What I now have is a pattern which receives tuples from source systems, in the shape of those source systems. The interface can take single rows, or whole sets of data. It can be fed data from CDC-like, or replication-like sources. You use even use the landing-pad views as data-flow destinations in SSIS, or send from a RBAR message-oriented source (which is basically, and unfortunately, what SQL replication does). The interface applies transforms to the incoming data, writing it to a common data model in an ODS. The source systems don't need to know anything about the data in the ODS, the transforms always handle the rows appropriately depending on the current state of the ODS. The pattern doesn't stage the incoming data anywhere before reading it back out and transforming it to the final model, which saves on IO. Transforms are done in a set-based manner using TSQL.

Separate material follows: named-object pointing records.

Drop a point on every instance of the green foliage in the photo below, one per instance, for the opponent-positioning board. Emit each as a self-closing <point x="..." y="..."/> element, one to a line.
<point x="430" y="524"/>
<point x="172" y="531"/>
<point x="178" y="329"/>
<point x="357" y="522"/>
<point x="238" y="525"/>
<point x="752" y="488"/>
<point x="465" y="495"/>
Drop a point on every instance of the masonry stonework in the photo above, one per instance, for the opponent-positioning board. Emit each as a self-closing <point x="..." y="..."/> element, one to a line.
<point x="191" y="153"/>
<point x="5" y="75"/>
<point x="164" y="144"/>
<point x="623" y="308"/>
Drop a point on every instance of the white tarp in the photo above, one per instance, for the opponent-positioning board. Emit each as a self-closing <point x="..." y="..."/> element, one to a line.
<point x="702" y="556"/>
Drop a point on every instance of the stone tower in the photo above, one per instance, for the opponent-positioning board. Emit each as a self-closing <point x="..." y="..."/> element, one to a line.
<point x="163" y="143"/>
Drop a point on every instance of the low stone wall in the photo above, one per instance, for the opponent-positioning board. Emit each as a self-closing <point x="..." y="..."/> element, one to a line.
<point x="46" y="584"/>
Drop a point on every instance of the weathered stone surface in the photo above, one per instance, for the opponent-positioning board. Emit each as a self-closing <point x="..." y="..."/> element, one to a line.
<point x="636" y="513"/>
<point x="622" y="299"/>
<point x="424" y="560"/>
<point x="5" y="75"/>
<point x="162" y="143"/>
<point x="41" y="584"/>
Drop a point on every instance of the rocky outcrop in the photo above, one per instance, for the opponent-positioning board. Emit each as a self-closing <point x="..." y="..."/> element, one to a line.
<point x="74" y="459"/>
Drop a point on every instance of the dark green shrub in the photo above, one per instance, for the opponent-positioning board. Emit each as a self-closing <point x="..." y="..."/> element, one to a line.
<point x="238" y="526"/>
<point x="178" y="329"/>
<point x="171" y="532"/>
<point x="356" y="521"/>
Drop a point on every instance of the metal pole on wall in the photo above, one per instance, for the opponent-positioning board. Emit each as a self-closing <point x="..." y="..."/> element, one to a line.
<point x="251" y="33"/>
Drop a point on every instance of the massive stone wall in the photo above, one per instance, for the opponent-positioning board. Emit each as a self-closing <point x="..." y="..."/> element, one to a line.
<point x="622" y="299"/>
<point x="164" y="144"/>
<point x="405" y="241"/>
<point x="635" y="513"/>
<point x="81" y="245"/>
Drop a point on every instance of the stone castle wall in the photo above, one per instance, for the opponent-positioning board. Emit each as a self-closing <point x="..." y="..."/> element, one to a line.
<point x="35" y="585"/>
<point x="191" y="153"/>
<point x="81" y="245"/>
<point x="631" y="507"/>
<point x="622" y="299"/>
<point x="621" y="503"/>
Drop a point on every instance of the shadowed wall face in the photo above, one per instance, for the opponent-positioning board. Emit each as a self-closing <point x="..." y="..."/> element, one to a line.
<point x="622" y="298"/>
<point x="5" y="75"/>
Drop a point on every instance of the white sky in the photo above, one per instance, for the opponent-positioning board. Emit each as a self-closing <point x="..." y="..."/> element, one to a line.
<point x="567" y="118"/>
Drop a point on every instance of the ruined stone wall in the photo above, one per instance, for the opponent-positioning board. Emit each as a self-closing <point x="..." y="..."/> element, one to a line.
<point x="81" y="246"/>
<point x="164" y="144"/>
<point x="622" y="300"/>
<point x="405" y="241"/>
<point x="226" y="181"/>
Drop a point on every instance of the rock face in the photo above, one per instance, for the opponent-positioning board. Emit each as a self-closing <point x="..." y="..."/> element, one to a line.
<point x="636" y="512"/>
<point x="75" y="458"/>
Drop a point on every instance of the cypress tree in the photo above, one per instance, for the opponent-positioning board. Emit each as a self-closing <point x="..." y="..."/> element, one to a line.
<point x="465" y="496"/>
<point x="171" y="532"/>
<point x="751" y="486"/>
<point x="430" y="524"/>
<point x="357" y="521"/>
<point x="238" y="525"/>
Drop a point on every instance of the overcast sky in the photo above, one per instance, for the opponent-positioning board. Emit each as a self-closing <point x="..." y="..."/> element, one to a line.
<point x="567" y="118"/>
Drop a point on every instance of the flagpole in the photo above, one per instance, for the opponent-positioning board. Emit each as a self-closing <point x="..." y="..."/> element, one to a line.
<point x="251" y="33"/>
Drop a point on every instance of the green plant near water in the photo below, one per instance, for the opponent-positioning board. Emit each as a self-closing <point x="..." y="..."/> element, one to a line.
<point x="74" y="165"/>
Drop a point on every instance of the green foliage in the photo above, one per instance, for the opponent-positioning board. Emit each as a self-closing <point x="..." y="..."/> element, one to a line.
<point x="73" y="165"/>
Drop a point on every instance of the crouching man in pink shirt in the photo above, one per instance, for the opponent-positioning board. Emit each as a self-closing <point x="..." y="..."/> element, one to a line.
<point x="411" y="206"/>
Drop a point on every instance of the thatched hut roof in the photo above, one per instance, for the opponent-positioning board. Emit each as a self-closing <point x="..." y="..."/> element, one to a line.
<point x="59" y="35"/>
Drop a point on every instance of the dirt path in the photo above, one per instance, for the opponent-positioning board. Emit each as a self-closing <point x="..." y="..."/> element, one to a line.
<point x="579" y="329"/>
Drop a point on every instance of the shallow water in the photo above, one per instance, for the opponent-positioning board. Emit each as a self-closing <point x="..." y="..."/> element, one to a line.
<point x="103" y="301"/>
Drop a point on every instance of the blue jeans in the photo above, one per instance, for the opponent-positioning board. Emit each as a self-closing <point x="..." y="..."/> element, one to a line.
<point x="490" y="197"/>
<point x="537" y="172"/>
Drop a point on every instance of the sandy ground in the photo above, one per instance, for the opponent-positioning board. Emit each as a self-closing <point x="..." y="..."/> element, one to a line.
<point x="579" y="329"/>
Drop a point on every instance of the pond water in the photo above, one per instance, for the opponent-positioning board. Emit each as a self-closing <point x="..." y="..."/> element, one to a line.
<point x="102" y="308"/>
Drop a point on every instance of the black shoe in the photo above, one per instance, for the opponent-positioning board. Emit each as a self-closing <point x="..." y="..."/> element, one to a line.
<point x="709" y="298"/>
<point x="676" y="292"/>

But there's a problem with this design: It can't actually act as a receiver for operations coming from SQL replication! If you try to take a source table and replicate it, setting the view as the target object, replication won't work. After working through several roadblocks I have gotten to the point where replication complains that "alter table cannot be used against a view" when trying to init. I've been trying to figure out if there's a way to set up replication options that would allow setting the replication target to be a view, but have so far been unsuccessful.
Maybe replacing the interface views with the (somewhat less fancy) empty-table solution will work with replication. But that's going to involve some trickery, because as I wrote earlier, empty tables won't have contents in the inserted or deleted tables for update or delete operations inside the triggers. That's what I'm going to be working on next. I will come back with another blog entry once I know more!